Imagine if each mailpiece was embedded with a sensor that could keep track of its own chain of custody while executing smart contracts for payment and customs clearance. Each mailpiece, whether a parcel or letter, could be uniquely identified on a blockchain and have the ability to create transactions, allowing for the timely sharing of information and processing of payments.

It would currently be prohibitively expensive to tag every piece of mail with a sensor. However, it may be possible that the Postal Service could initially use the blockchain approach on high-value shipments in its early adoption stages and then rely on downward pressure on the cost of sensors to expand the feasibility of wider use over time.

This application would allow the Postal Service to keep an auditable chain of custody and embed additional shipment and tracking information to facilitate customs clearance and faster delivery.
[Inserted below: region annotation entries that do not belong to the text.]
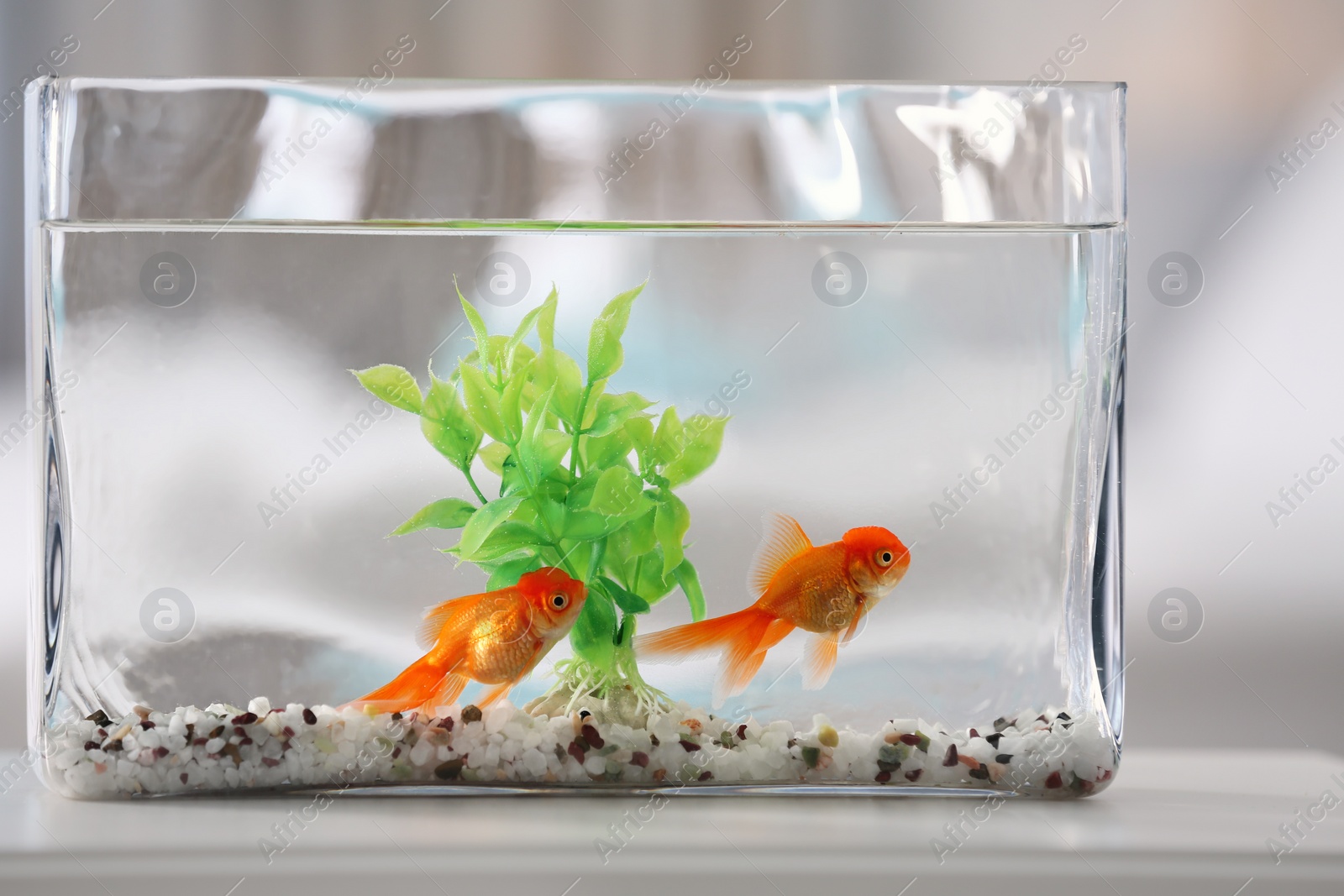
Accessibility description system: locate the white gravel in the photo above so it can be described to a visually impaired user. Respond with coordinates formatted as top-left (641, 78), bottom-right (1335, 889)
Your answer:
top-left (45, 697), bottom-right (1116, 797)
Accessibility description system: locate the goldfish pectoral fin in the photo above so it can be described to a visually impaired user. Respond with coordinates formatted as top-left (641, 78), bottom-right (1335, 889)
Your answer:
top-left (473, 681), bottom-right (517, 710)
top-left (415, 594), bottom-right (481, 650)
top-left (840, 611), bottom-right (864, 643)
top-left (748, 513), bottom-right (811, 598)
top-left (802, 631), bottom-right (840, 690)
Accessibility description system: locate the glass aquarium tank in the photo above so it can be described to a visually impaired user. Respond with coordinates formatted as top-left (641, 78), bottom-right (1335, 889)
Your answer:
top-left (25, 76), bottom-right (1125, 798)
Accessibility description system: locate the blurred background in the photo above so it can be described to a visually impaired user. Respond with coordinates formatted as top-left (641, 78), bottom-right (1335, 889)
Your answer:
top-left (0, 0), bottom-right (1344, 748)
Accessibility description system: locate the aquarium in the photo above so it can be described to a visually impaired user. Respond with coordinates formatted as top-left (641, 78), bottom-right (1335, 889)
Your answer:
top-left (26, 76), bottom-right (1125, 798)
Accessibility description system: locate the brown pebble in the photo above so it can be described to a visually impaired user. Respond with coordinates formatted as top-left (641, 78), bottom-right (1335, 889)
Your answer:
top-left (580, 726), bottom-right (606, 750)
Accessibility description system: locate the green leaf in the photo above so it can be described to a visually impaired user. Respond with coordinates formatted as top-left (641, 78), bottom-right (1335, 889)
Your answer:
top-left (351, 364), bottom-right (423, 414)
top-left (654, 407), bottom-right (685, 466)
top-left (663, 414), bottom-right (728, 486)
top-left (672, 560), bottom-right (704, 622)
top-left (625, 415), bottom-right (654, 454)
top-left (654, 491), bottom-right (690, 578)
top-left (486, 555), bottom-right (543, 591)
top-left (500, 364), bottom-right (528, 442)
top-left (477, 442), bottom-right (509, 475)
top-left (630, 548), bottom-right (676, 603)
top-left (536, 430), bottom-right (570, 481)
top-left (504, 301), bottom-right (554, 359)
top-left (589, 466), bottom-right (643, 516)
top-left (623, 506), bottom-right (659, 558)
top-left (517, 385), bottom-right (555, 482)
top-left (570, 589), bottom-right (616, 672)
top-left (449, 520), bottom-right (546, 563)
top-left (391, 498), bottom-right (475, 535)
top-left (453, 277), bottom-right (495, 367)
top-left (560, 511), bottom-right (610, 542)
top-left (457, 361), bottom-right (513, 442)
top-left (457, 495), bottom-right (522, 560)
top-left (583, 392), bottom-right (654, 435)
top-left (598, 575), bottom-right (650, 612)
top-left (536, 284), bottom-right (559, 348)
top-left (533, 347), bottom-right (583, 426)
top-left (587, 280), bottom-right (648, 383)
top-left (580, 430), bottom-right (632, 470)
top-left (421, 369), bottom-right (481, 470)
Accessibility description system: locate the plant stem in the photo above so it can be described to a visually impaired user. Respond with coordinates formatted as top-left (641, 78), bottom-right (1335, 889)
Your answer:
top-left (462, 466), bottom-right (489, 506)
top-left (570, 383), bottom-right (593, 477)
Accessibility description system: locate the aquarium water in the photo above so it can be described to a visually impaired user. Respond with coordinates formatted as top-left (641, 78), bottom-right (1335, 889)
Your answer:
top-left (29, 79), bottom-right (1125, 797)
Furthermore, payment processing could be integrated directly into the shipping process — and paying in a digital currency would lower costs for online merchants and facilitate ecommerce while also allowing people without bank accounts to participate.

This approach is already being tested in the private sector: one of the current experiments on the Ethereum blockchain involves invoices that are automatically paid when a shipment arrives.61 There could be great potential for such an application in the cases of dropshipping, worksharing, or settlement of international terminal dues.

In essence, blockchain technology allows for close linkages between the financial, logistics, and delivery parts of commercial transactions with the power to unify payment and delivery in one seamless experience. Posts could become a single intermediary between merchants and customers, allowing them to reduce coordination needs, offer more efficient ecommerce solutions, contribute to the growth of ecommerce (particularly cross-border ecommerce), and increase their market share and revenue.

Blockchain, as a decentralized information and value transfer platform, has the potential to disrupt sectors that rely on intermediaries to perform verification or tracking activities. It is currently gaining a lot of buzz as developers apply it to more and more use cases and as global companies and governments explore its possibilities. Blockchain technology could prove to be beneficial in specific applications that cross national borders or require the interaction and agreement of multiple untrusted parties. In addition, benefits could rise from the technology’s ability to help lower costs, speed up transactions, and introduce a level of automation into processes.

The Postal Service could benefit from blockchain technology in the short term by studying the technology and possibly experimenting with blockchain-based solutions for financial services. The Postal Service already offers some financial services, including money orders and international money transfers, where blockchain could be an enabling tool, allowing the Postal Service to offer these services more efficiently. Over time, this experience and experimentation with blockchain could naturally expand into other areas, such as identity services, device management, and increased control over the ecommerce supply chain. Because this technology is likely to be a disruptor in areas of the Postal Service’s business, monitoring the development of this technology and beginning to experiment with its possible applications could benefit postal operations and customers.